Lestat gives up (almost)
In the present, the zealous fan we met in episode 1 shoots Lestat in public, hurting Christine and traumatizing hundreds of Lestat’s fans and his entourage. Despite not being afraid for his own safety, Lestat is deeply shaken by the mass shooting and he capitulates on his rockstar dream, deciding to end the tour early and head home to Montreal.
Sofia/Gabriella’s betrayal contributes to his uneasiness. Not only did she leave him again, but she did not show up to meet him where she said she would. As he reminisces about her departure, Lestat sings the acoustic song he was playing as he texted Gabriella in episode 1. He’s finally processing her desertion, almost at peace. “I never learned my lesson,” he sings, “I gave up on confession,” and Gabriella interrupts him as he’s about to move on.
Lestat is powerless before her, dependant like a child. “Why do you come back? Why won’t you let me hate you?” His abandonment accusation is met with rage; Gabriella is disappointed Lestat is giving up. On the surface, she’s a mother commanding a child to keep going even when the game gets hard, but in reality Gabriella needs Lestat to continue being a public figure to further her agenda. Thousands of lonely, lost, angry, tired vampires are looking at him and finding a way to endure and a path forward through the Great Conversion. Her encouraging to step up and lead their kind is very reminiscent of a similar plot point in Anne Rice’s Prince Lestat novel.

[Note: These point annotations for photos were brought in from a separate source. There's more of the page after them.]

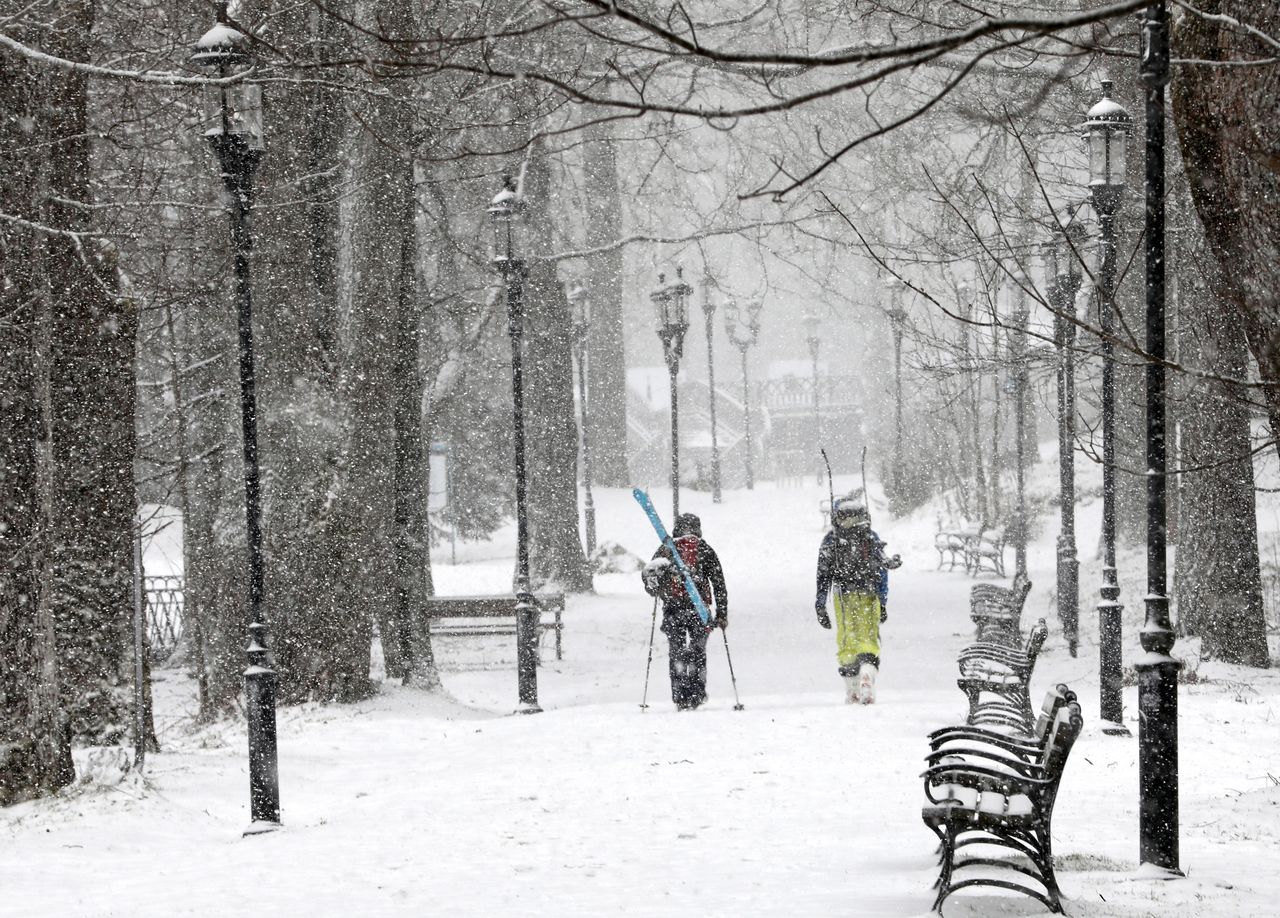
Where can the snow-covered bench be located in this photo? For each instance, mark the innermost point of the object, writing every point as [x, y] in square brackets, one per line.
[956, 740]
[988, 800]
[997, 611]
[492, 615]
[986, 549]
[997, 681]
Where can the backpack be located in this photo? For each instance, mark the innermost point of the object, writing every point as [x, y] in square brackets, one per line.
[688, 547]
[856, 561]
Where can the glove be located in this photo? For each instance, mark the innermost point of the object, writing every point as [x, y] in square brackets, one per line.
[654, 575]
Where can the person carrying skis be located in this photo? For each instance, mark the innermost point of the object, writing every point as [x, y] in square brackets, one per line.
[851, 560]
[686, 634]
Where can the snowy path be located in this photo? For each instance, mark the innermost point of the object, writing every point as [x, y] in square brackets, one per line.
[798, 805]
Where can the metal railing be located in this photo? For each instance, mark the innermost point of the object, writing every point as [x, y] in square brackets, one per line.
[163, 602]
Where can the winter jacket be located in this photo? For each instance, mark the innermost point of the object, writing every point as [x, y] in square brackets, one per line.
[854, 562]
[708, 576]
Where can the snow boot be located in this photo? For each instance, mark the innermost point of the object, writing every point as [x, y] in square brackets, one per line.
[850, 689]
[867, 684]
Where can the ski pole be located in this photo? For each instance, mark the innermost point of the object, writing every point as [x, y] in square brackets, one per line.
[867, 497]
[653, 624]
[831, 488]
[737, 704]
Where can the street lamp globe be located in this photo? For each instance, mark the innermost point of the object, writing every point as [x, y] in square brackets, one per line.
[238, 118]
[507, 222]
[672, 304]
[1107, 127]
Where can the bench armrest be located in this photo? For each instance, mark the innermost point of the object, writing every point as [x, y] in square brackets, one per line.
[978, 731]
[984, 757]
[982, 777]
[986, 736]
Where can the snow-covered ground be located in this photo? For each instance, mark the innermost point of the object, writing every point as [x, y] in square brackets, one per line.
[798, 805]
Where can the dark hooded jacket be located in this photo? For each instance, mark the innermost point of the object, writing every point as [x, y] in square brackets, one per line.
[704, 567]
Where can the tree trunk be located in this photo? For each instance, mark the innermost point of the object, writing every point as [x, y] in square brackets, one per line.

Still, Lestat is hesitant, believing his music not to be enough, but Gabriella finds a succinct way to convince him to do her bidding: “Eight wolves.” A simple reminder of the first time Lestat became someone worthy of worship.
There’s a narrative device at play, Lestat admits he’s not relaying the exact argument Gabriella used on him, instead quoting what Louis said in episode 1 of Lestat’s speech that convinced him to say yes to him on the altar. Lestat and Gabriella may be alone now, but Lestat’s muses are all there, bearing witness to the moment of no turning back. For the first time — that we know — Claudia is there too, foreshadowing the next two episodes.
Other significant moments
At the end of episode 3, when Lestat confronted his demons and sang "The Loneliness" on stage, the ghost of Magnus exited scene, just like his other abuser, Gabriella did in reality. But the hallucination of Nicolas stayed, and they shared a smile. This episode, Nicki is less pleasant, representing the guilt that still eats Lestat alive. Lestat called him “not a great love,” during the interview with Daniel, but everything in the story is telling us that’s false. Nicki’s ghost tortures Lestat by asking if he’s at least number 3 in his heart, after Louis and Gabriella, or if even Antoinette meant more to him.
This episode, Alex returns to the band, but his devotion to Armand will pay off down the line.
Up until now, the season has been about Lestat coming to terms with the burdens of his past. He has faced many, and he is ready to record his album, a feat that wil take a significant portion of episode 5. One ghost he still needs to confront: his greatest sin, the evil of his evil. His Claudia.
Episode 4 may feel transitional, but no part of it is to be considered fodder. Every scene, every interaction, serves a particular purpose in the grand scheme of the story.